The Kalman filter acceleration IP core provides an estimated speed improvement over software-only solutions of up to 10x.

Kalman filtering is used in sensor-based ADAS as part of the radar tracker in order to smooth out position and velocity measurements obtained from the radar sensors and front-end DSP unit. The development of this IP core follows the guidelines necessary for integration with devices adhering to the ISO 26262 functional safety standard for road vehicles. It supports both classical Kalman filtering (KF) and extended Kalman filtering (EKF), the latter being applicable when there is a non-linear relationship between the target’s Kalman state and the radar measurements.  

The low gate-count architecture of EnSilica’s Kalman Filter acceleration IP core enables the computationally intensive matrix operations involved in Kalman filtering to be cost-effectively offloaded from the CPU. It operates on Range (distance), Doppler (velocity) and Azimuth (positional) measurements and applies Kalman filtering in order to predict the target’s position in the next time interval.
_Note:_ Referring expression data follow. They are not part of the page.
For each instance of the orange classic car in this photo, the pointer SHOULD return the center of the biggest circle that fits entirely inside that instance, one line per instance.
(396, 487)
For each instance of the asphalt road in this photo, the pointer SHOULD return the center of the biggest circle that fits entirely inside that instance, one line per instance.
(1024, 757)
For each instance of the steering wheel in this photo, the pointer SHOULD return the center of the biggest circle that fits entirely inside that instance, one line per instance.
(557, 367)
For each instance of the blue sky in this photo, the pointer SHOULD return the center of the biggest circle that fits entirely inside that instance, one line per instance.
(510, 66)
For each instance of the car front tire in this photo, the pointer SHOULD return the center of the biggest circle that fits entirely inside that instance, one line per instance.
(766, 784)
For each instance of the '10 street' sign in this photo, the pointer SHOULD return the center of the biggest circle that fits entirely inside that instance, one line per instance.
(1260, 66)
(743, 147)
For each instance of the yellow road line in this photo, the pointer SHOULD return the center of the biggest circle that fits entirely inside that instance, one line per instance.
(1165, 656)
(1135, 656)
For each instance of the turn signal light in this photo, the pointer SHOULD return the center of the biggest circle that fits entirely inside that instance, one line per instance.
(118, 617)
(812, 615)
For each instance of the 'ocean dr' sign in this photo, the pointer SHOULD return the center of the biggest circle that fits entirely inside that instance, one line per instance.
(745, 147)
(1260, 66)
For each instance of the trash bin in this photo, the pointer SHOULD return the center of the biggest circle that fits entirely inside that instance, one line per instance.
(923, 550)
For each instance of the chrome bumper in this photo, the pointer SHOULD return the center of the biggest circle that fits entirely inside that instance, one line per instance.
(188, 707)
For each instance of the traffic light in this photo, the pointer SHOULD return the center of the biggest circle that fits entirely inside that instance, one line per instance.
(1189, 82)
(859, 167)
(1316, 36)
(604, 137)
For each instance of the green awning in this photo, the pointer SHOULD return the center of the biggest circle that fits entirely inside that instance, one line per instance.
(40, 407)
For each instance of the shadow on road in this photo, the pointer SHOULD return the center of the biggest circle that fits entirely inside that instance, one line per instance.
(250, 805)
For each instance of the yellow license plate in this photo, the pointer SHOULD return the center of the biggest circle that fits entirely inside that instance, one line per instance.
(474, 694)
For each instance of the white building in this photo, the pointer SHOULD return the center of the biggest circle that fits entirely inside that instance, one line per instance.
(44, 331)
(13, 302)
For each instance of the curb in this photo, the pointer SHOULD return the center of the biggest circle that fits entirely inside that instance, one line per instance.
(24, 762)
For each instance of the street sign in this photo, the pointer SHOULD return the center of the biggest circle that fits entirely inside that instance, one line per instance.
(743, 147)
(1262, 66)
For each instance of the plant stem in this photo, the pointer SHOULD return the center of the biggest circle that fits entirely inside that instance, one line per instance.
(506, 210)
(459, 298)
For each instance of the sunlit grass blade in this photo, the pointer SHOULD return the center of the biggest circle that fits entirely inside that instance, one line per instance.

It combines the radar measurements with a dynamic motion model for enhancing the target position and velocity estimates with forward prediction, allowing false alarm measurements to be discarded. The Kalman Filter acceleration IP core also provides a generic algorithm framework for fusing measurements from different sensors into a single target track.  

For a typical automotive radar system, the new IP core can provide a state update computation in about 10µs. This enables a large number of target tracks to be maintained at any given time, as this level of processing latency is very short compared to a usual radar measurement cycle, which is in the order of a few milliseconds. The core undertakes five main computational steps – setting the initial values, prediction of the state and error co-variance, computation of the Kalman gain, computation of the estimate and computation of the error co-variance – using floating point arithmetic in order to maintain numerical stability and provide identical results to a software implementation. RAM blocks of typically 8Kbits, depending on the matrix dimensions, are used to hold the computational matrices.